Costruire con l’aria: la storia dell’architetto Dante Bini
Si tratta di un sistema, adottato in centinaia di edifici in tutto il mondo e divenuto il tratto distintivo della sua produzione, che permette di costruire strutture a cupola in calcestruzzo armato sottile attraverso l’utilizzo congiunto di armature metalliche e casseforme pneumatiche da gonfiare.
Proprio nella sua città natale, Castelfranco Emilia, Bini riuscì – letteralmente – a sollevare la prima cupola realizzata con questa modalità: un risultato ottenuto in seguito a una serie di studi sull’efficienza statica delle strutture voltate. Ma è negli Stati Uniti che, poco dopo le prime esperienze nel modenese, il Binishell intraprese la sua ascesa globale, conquistando un significativo successivo trainato anche dalle “infinite variazioni di forma” che consente di ottenere.
Proprio il paese nordamericano, dagli anni Settanta, è divenuto la seconda casa di Bini, che qui ha scelto di vivere e di approfondire vari ambiti della progettazione architettonica, tra cui le strutture geodetiche e i metodi di prefabbricazione in legno e in acciaio.

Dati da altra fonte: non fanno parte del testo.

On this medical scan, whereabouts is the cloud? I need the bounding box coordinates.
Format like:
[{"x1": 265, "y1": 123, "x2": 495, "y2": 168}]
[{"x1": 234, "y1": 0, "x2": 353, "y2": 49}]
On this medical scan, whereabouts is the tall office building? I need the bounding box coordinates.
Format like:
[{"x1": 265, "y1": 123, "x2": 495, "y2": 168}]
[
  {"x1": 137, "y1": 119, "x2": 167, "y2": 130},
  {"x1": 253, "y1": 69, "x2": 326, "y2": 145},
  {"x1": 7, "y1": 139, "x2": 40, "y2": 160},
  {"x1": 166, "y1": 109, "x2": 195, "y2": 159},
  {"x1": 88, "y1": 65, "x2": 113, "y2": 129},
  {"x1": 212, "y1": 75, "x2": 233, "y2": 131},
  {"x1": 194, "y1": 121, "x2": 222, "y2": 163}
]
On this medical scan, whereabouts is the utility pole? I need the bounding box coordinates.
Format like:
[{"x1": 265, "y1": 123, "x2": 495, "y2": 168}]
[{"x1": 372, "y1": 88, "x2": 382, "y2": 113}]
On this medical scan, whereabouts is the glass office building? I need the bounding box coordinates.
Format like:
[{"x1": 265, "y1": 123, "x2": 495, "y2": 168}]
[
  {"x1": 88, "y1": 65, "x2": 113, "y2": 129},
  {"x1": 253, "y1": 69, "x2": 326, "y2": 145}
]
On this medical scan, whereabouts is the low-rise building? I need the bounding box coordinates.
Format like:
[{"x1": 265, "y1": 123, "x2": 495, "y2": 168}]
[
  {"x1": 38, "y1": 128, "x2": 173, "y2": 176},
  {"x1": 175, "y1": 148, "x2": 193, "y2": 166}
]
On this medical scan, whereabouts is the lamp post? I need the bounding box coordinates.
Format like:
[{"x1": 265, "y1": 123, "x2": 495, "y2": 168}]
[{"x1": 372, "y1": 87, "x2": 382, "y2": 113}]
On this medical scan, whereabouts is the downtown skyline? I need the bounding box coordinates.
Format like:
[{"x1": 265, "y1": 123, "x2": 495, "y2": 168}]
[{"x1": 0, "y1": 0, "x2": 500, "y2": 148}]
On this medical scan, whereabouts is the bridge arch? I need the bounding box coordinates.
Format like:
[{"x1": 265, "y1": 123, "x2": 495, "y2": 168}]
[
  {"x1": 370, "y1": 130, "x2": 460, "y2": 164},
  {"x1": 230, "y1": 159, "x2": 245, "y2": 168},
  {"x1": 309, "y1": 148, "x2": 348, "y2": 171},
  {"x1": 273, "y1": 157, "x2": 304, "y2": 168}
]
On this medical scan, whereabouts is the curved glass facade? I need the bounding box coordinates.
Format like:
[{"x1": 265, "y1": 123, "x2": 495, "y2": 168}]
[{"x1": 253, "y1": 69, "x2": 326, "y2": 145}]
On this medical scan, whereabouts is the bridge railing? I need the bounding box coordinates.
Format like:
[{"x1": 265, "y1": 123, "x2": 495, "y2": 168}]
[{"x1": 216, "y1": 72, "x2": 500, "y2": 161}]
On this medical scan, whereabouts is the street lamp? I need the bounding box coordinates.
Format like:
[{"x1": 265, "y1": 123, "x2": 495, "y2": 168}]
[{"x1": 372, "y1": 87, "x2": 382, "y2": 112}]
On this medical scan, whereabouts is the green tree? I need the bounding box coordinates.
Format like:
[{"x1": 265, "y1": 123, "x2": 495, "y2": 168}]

Della sua carriera – profondamente internazionale (significativa l’attività in Australia) e itinerante – attraverso l’assegnazione del premio, la Regione Emilia-Romagna intende enfatizzare il “pragmatismo emiliano”, considerandolo un aspetto complementare del successo di Bini, accanto alla sua visionarietà e allo slancio verso la sperimentazione.
La “Cupola” di Bini per Antonioni e Vitti
Con le sue avvolgenti architetture Dante Bini riuscì ad “affascinare” perfino una delle coppie più popolari del cinema italiano del Novecento. Ampiamente nota è infatti la vicenda della cosiddetta Cupola, residenza estiva sarda del regista Michelangelo Antonioni e dell’attrice Monica Vitti.
Tuttavia né l’eccezionalità e il rilievo architettonico di questa struttura, né l’aver accolto figure influenti della scena culturale hanno sottratto la dimora dal suo destino di abbandono e degrado, denunciato da tempo anche dalla stampa. Sottoposto dal 2015 alla Dichiarazione di Interesse culturale, da parte del ministero competente, lo scorso luglio l’immobile è stato vandalizzato. Un evento portato alla ribalta nazionale dagli organizzatori del festival Abitare la Vacanza, che proprio in Sardegna avevano individuato uno dei tre poli di interesse della loro kermesse (includendo nel circuito anche l’opera di Bini).
Chissà che il riconoscimento regionale, attestando ancora una volta l’unicità di Bini e della sua produzione, non possa contribuire a tenere accesi i riflettori anche sulla sua più conosciuta opera italiana, incidendo sull’auspicata rinascita.